Being a football family has provided its share of logistical challenges, but the Staleys have managed these stresses by remembering their priorities.

“When I was at NIU, it was great opportunity for me to discover who they are, and that I was really rooted in family,” Amy said. “Now, we are part of a heartwarming community, with good people, and we have brought our core values with us. I solidified those at NIU. When we moved outside NIU, I think I was secure with who I was, proud of my Midwest values, and loved that I could get along with different people. That helped our kids to be resilient in new places. Our kids have lived in five states, and they jump right in, wherever we go. We have really worked hard to show them the benefit of being brave and daring.”

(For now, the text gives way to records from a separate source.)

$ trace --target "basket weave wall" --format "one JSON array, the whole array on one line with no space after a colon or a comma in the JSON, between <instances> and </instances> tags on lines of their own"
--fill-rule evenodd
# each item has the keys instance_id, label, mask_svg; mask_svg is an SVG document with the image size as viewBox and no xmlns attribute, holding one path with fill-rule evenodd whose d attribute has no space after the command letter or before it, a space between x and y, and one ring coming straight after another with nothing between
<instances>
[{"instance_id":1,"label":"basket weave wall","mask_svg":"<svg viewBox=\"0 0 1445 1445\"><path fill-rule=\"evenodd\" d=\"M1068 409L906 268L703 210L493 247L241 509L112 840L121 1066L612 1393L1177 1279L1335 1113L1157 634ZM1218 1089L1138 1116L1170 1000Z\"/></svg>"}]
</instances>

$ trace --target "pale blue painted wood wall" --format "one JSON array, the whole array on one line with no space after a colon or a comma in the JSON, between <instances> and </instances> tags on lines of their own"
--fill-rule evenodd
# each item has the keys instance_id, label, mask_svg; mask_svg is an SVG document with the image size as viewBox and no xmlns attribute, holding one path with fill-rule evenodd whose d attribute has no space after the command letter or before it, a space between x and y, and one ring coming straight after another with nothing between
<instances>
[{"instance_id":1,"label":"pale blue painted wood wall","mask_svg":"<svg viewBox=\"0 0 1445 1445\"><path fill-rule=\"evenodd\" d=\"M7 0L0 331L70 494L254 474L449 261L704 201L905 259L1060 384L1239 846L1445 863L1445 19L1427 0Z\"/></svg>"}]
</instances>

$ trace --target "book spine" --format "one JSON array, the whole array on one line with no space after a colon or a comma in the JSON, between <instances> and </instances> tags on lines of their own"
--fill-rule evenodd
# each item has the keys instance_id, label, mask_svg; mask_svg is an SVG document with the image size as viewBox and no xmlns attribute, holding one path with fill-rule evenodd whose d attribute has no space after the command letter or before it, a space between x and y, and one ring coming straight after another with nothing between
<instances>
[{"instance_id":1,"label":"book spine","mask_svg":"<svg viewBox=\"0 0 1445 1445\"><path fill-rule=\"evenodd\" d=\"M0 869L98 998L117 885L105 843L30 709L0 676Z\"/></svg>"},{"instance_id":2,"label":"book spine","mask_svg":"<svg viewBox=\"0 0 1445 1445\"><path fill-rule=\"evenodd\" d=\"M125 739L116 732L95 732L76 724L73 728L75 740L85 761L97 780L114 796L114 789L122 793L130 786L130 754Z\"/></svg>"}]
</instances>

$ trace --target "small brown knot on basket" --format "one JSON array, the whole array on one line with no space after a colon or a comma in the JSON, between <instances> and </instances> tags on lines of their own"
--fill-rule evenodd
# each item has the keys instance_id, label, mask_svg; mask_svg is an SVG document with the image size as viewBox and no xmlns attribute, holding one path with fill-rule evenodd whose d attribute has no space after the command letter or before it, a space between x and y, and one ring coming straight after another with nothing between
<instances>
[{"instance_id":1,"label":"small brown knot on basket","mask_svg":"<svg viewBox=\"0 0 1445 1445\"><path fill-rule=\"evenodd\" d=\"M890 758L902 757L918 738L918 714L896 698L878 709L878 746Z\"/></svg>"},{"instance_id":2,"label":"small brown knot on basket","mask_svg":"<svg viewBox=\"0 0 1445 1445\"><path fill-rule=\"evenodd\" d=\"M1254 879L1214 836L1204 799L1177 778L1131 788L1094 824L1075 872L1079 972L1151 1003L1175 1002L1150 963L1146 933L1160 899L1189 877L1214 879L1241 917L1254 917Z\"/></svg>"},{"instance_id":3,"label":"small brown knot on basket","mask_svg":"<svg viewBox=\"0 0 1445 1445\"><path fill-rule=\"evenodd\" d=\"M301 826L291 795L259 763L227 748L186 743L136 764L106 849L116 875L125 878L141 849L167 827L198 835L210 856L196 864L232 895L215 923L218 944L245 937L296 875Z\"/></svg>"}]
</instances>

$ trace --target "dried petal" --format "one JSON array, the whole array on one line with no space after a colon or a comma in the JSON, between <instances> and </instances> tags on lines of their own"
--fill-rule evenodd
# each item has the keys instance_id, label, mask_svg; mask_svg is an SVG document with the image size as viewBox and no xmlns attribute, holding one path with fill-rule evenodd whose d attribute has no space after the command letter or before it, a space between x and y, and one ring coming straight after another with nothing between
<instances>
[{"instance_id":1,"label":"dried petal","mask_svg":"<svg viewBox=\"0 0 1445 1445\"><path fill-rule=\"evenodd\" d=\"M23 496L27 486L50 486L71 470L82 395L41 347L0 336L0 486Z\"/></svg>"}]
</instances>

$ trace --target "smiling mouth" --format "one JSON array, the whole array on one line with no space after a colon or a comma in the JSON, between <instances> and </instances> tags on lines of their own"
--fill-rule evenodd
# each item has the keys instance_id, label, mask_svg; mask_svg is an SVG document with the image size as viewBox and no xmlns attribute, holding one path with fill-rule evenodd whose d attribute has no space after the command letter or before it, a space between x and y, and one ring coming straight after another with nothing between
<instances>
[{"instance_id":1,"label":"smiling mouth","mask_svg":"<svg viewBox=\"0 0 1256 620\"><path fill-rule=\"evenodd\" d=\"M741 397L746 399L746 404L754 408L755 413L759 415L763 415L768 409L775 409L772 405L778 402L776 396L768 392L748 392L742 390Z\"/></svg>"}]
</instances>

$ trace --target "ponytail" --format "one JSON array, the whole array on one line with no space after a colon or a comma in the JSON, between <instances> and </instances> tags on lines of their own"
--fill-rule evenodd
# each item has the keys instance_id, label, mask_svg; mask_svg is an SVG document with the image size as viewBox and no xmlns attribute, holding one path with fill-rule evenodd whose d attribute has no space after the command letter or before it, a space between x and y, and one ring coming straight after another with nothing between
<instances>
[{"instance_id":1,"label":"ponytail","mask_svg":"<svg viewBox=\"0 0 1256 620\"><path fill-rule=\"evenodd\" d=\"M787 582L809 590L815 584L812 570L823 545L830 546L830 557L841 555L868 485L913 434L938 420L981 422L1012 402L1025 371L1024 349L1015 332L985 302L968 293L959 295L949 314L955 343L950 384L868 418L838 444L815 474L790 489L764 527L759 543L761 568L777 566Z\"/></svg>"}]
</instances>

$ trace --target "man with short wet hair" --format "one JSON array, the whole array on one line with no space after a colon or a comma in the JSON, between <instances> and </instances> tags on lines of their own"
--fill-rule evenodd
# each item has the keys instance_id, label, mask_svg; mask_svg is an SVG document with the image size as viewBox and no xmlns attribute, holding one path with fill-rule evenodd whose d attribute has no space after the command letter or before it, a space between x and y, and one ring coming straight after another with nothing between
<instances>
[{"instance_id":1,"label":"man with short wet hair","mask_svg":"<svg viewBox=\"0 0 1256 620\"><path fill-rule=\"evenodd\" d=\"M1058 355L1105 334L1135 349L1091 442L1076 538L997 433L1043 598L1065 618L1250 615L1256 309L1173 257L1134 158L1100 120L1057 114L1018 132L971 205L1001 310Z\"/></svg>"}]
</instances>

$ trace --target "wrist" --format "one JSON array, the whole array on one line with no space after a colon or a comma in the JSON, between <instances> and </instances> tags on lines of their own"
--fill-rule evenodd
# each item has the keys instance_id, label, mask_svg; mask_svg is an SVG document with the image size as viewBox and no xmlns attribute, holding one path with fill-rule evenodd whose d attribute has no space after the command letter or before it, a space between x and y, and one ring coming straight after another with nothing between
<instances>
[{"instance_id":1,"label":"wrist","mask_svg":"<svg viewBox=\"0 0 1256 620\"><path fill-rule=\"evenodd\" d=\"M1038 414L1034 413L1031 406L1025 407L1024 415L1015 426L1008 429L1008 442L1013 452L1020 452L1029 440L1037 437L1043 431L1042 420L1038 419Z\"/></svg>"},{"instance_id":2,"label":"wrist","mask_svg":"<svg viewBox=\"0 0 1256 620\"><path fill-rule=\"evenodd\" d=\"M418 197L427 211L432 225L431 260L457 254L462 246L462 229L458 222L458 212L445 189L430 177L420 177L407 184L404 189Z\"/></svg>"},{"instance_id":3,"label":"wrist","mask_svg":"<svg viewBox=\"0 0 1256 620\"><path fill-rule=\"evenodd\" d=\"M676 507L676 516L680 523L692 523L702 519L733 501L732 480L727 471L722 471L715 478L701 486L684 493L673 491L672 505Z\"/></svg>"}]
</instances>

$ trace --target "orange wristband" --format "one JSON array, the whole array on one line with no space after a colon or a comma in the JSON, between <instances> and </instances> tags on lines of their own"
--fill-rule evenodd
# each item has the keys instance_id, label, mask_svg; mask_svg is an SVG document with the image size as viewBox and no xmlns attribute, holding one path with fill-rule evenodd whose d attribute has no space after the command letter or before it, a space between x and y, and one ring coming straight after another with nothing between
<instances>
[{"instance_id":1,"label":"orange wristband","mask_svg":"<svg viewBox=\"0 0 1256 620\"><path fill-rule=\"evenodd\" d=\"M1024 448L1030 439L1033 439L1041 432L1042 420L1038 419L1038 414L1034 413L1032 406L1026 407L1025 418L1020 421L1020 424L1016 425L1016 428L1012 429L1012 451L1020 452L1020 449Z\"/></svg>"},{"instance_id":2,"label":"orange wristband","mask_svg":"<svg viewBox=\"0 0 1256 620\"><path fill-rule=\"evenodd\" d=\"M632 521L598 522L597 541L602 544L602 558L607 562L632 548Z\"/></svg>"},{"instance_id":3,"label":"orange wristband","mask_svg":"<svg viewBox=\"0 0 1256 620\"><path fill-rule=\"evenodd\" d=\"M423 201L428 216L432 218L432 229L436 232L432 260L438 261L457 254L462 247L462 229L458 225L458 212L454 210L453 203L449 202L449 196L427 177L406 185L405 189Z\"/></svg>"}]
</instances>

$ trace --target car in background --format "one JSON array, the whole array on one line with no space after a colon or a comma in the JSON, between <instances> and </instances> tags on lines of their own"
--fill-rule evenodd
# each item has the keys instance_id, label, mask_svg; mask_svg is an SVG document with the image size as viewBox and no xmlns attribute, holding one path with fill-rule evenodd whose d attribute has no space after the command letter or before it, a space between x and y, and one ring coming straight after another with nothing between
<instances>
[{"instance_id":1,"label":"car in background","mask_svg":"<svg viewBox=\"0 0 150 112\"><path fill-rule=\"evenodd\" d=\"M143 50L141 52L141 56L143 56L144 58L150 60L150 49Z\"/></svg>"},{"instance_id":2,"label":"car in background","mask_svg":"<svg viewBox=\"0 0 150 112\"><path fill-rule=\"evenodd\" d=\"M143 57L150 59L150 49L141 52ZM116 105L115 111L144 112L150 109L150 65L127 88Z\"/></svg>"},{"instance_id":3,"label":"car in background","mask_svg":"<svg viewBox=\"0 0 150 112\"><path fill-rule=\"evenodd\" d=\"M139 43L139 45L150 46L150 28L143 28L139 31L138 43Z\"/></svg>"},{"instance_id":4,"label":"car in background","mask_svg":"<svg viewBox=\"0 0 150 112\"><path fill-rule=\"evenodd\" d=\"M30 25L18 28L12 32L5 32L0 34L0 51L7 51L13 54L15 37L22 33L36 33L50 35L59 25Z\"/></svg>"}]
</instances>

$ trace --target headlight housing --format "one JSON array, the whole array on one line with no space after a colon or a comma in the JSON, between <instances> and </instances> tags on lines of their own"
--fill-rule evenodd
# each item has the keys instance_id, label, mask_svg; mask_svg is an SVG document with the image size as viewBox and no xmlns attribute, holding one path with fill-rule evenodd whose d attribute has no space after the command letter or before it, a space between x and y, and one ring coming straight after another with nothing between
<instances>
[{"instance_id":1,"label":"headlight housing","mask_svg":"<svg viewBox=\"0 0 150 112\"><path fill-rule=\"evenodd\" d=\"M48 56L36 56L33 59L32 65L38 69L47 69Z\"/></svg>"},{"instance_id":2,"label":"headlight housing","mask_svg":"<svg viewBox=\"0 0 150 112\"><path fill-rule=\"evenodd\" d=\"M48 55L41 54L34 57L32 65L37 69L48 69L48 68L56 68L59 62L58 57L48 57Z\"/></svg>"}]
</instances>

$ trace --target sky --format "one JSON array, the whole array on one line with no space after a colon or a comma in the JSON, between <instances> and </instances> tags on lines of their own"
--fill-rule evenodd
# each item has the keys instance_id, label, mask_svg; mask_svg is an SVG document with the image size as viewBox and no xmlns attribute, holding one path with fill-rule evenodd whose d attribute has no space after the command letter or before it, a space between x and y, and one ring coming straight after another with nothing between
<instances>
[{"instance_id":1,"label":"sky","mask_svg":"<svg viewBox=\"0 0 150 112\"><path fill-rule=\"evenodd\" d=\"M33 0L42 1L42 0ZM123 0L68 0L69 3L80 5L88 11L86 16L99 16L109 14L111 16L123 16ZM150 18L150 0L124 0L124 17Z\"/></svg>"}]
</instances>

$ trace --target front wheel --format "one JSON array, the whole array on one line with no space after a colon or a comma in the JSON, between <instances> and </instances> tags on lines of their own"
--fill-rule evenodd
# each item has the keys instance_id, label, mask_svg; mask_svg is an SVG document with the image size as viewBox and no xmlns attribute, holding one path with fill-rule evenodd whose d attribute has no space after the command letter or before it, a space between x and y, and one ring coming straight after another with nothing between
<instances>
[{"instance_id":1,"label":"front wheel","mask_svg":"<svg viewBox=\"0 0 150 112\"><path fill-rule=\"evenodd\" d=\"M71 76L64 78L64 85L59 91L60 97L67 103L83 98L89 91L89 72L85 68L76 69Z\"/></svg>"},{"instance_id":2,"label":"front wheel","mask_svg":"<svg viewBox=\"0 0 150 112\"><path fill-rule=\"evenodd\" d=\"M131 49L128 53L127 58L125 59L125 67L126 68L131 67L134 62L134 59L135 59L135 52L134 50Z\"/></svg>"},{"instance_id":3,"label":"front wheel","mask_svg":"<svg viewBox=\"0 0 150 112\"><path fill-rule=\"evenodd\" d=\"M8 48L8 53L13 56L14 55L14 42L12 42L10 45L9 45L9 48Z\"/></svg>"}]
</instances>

While Brandon’s role as head coach often pulls him away from home, Amy’s sole focus remains on their kids.

“I don’t travel with the team, and I really limit the amount of times I have to get on a plane for business. We don’t have a nanny or any family here, so it is all me with the kids. That frees Brandon up to do his job. When we do get the time together, we make the most of it.”

Living out their principles leaves room for the Staleys to make new goals.

“I am really focused on bringing this team to a Super Bowl championship,” Brandon said. “When they offered me the job, they were not just picking me, they were picking our family. So, it’s important to Amy and me that we become Super Bowl champions. We know we are going for a Super Bowl championship because that’s how you’re judged.”

Even today, in California, Brandon says he cannot go anywhere without meeting someone from NIU, and that Huskie grit has remained with Brandon and Amy in all their travels so far.

“My goal was always to be here, and I invested everything in order for it to happen,” Brandon said. “I was so happy to meet Amy. She supported the vision I had in my career, and I credit the strength of my marriage, of our relationship before all this NFL stuff happened. It’s been a long journey to get here. We don’t forget it.”